De l’inquiétude, voire du rejet
Car de peurs, il
est bien souvent question quand on parle de folie; qu’elle relève du
handicap mental(1) plus visible, comme dans le récit
ci-dessus, ou de souffrances psychiques qui se voient moins comme la
névrose, la paranoïa, la schizophrénie, les troubles anxieux, alimentaires
ou dépressifs.... Les individus dont la santé mentale apparaît mise à mal
suscitent l’inquiétude voire le rejet. «Il n’existe dans le public aucune
conception de ce qu’est la maladie mentale, et l’idée de perdre la maîtrise
de son cerveau, de sa pensée, crée une angoisse terrible, explique Paul
Arteel, directeur de l’Association flamande pour la santé mentale. Les
gens ont peur de tout qui se comporte étrangement, différemment. C’est une
peur qui existait au Moyen âge, quand on mettait les fous dans des bateaux
qu’on envoyait en mer, ou dans des asiles pour ne plus jamais les voir.
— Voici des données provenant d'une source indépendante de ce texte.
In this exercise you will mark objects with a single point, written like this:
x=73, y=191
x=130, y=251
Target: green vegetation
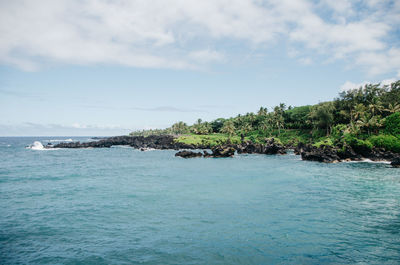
x=362, y=118
x=209, y=140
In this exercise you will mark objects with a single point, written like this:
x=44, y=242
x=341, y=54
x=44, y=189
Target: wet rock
x=271, y=147
x=222, y=151
x=188, y=154
x=325, y=154
x=396, y=162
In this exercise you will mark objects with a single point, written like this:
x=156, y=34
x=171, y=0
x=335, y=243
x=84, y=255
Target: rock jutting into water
x=271, y=147
x=188, y=154
x=330, y=154
x=396, y=163
x=152, y=141
x=217, y=151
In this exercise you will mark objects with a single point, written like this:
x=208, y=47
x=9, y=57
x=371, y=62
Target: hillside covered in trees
x=363, y=117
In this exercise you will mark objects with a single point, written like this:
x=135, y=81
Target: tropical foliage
x=362, y=117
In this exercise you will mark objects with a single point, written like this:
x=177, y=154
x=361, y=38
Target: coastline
x=323, y=153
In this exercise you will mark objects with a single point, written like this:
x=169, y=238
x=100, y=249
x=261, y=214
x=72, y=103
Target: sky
x=98, y=67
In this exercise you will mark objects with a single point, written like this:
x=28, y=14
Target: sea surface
x=124, y=206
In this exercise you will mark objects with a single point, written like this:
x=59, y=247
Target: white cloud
x=185, y=33
x=305, y=61
x=348, y=85
x=32, y=129
x=206, y=56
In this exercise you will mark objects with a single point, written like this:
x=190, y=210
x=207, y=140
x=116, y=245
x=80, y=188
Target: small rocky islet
x=323, y=153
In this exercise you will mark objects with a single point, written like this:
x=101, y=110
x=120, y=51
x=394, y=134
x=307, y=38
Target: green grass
x=326, y=141
x=287, y=136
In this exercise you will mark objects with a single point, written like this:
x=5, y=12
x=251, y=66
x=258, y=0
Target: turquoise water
x=123, y=206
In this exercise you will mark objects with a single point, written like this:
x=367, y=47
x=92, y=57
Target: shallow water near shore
x=123, y=206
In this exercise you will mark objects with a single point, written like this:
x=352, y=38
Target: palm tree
x=228, y=128
x=392, y=108
x=262, y=111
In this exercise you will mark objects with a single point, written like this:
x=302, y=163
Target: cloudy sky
x=107, y=67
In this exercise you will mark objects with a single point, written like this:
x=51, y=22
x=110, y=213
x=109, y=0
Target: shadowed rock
x=188, y=154
x=396, y=163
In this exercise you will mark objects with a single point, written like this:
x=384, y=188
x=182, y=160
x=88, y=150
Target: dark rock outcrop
x=153, y=141
x=188, y=154
x=329, y=154
x=217, y=151
x=271, y=147
x=396, y=162
x=222, y=151
x=325, y=154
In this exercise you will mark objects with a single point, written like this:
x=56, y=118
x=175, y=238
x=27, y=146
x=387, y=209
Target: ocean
x=123, y=206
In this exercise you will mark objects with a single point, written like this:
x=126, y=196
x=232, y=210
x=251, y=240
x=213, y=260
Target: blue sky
x=109, y=67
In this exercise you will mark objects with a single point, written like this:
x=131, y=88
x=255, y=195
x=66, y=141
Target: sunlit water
x=123, y=206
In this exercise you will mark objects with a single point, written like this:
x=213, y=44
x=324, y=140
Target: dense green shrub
x=392, y=124
x=359, y=145
x=338, y=130
x=388, y=142
x=326, y=141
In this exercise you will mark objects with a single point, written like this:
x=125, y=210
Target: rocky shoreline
x=325, y=154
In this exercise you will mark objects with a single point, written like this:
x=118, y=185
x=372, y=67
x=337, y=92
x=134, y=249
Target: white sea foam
x=39, y=146
x=369, y=161
x=58, y=140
Cette peur est encore là, sous-jacente. Elle entraîne le déni»
(2).
Attention danger
“L’idée de perdre la maîtrise de son cerveau, de sa pensée, crée une
angoisse terrible. Les gens ont peur de tout qui se comporte
étrangement, différemment.”
Paul Arteel. |
Une campagne
organisée actuellement par l’Autre Lieu (3), sous le
slogan “Peur(s) de fou(s)”, met un coup de projecteur sur nos réactions face
à ce que nous désignons comme folie, face aux troubles psychiatriques de
tout ordre. L’asbl, qui s’intéresse aux liens entre santé mentale et
société, interroge ces peurs. Ce sont les stéréotypes collés aux termes de
folie ou de maladie mentale qui sont à l’origine de sa campagne de
sensibilisation. Trop souvent, folie ou maladie mentale sont associés à
danger, violence ou agressivité. La monstruosité et la terreur qu’elle
engendre ne sont pas loin dans nos imaginaires.
Ainsi, le
voisinage d’un hôpital psychiatrique ou d’un centre de jour craindra pour sa
tranquillité, pour ses enfants…. Un passé psychiatrique devra rester tabou
sous peine d’exclusion. Les proches le cacheront comme une honte. Les
amalgames seront trop rapides entre criminels et malades mentaux, alimentés
par des raccourcis médiatiques trop fréquents autour du “fou dangereux”.
D’après une étude
sur la santé mentale réalisée en France, commettre un meurtre est associé,
pour 45% de personnes interrogées sur un échantillon de quelque 40.000, au
fait d’être fou. Pourtant d’autres chiffres montrent qu’il n’y a pas plus de
personnes criminelles ou qui commettent des délits parmi les malades mentaux
que parmi la population. Par contre, les crimes violents contre les patients
malades mentaux sont, quant à eux, plus fréquents que dans la population en
générale.
Cette part d’inconnu
Les soignants ne
sont pas épargnés par la peur, explique ce professionnel évoluant dans le
milieu de la psychiatrie depuis de nombreuses années. Surtout vis-à-vis de
patients qu’ils ne connaissent pas. Face à leurs patients, certains seront
taraudés par l’énigme de savoir “sommes-nous ensemble dans le même endroit,
au même moment?”. L’imprévisible inquiète.
D’aucuns, acteurs
de la santé, du monde politique ou d’autres secteurs seront tentés de
classer à l’excès, de cadrer dans un diagnostic fermé, souhaitant prévoir au
maximum, éviter tout risque. Mais ce serait oublier la part d’opacité qui
caractérise la maladie mentale, comme un jardin secret aux tréfonds parfois
bien mystérieux.
«La maladie
mentale, même si les progrès de la science en éclaircissent une part de
mystère, restera toujours une part d’inconnu et d’incompréhensible en nous,
explique Christiane Bontemps, directrice de l’Institut wallon pour la
santé mentale. Et donc, il y aura toujours cette cassure avec la société,
qui a de plus en plus besoin de certitudes».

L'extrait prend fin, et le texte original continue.